Santiago crosses the Strait of Gibraltar and finds himself in Tangier, a city in northern Morocco, where a man he meets in a bar swindles him out of all his money. As a result of this unfortunate occurrence, Santiago realizes that he is like everyone else: “I see the world in terms of what I would like to see happen and not what actually does.” He decides to think positively — to consider himself an adventurer rather than a victim.
In desperate need of money, Santiago is hired by a crystal merchant, who tells him that even a year’s wages would not pay his way to Egypt, which is thousands of kilometers distant. The crystal merchant offers to give Santiago enough money to return to Andalusia. But Santiago declines the offer, telling the crystal merchant that he’ll work for him to earn money with which to buy sheep.
Prior to this episode, Santiago learned mainly from books. Here, however, he begins to learn from his experiences.
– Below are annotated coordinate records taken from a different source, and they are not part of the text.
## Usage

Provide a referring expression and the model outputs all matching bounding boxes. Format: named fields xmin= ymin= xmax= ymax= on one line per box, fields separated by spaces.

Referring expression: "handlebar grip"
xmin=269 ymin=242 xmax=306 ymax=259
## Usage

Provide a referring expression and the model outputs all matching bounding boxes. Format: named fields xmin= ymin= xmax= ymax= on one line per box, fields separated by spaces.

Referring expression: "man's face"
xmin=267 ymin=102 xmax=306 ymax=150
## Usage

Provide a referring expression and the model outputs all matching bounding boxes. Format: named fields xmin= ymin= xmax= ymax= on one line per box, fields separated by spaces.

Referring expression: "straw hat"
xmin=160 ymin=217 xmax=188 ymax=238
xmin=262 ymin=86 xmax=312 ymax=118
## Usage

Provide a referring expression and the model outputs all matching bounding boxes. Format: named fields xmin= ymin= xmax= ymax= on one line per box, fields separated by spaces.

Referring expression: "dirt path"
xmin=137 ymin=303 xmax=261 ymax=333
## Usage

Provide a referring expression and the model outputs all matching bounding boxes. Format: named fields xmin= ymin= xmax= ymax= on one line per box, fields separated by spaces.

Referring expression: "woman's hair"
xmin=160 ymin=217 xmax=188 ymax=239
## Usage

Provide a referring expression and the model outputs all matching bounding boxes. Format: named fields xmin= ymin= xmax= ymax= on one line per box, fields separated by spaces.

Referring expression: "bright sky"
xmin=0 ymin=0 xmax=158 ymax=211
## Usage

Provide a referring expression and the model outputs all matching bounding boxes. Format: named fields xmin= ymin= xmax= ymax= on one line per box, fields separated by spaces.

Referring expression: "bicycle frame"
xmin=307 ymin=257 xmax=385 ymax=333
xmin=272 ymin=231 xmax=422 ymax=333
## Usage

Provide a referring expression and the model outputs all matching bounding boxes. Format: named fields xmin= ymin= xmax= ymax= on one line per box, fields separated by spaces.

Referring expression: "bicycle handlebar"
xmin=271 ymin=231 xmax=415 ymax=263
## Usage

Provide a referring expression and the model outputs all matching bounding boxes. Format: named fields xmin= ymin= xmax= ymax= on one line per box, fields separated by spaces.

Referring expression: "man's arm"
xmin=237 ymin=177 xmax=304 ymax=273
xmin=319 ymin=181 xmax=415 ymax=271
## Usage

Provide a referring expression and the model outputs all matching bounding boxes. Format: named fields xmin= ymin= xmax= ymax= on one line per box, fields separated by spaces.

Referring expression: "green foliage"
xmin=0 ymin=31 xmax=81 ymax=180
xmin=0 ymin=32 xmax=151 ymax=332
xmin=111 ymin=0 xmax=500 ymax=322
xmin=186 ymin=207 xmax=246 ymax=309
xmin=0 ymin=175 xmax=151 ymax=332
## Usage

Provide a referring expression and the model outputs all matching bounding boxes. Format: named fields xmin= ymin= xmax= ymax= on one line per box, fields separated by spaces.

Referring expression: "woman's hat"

What he learns first is that people deceive themselves about the world and the way it works.
More crucially, Santiago learns that he can continue to be a passive receiver of the events of his life, a victim — or he can embrace his experiences and move forward with purpose, thereby becoming an adventurer.
Santiago’s realization — that he should see the world as it is, rather than how he wants it to be — would seem to contradict the king of Salem’s advice, that if people follow their dreams, the universe will assist them. The author does not address this apparent contradiction, however.
In deciding to work for the crystal merchant so as to purchase a flock of sheep, Santiago believes he is moving forward, and he is — though not in precisely the way he imagines, as Part Two of The Alchemist will demonstrate.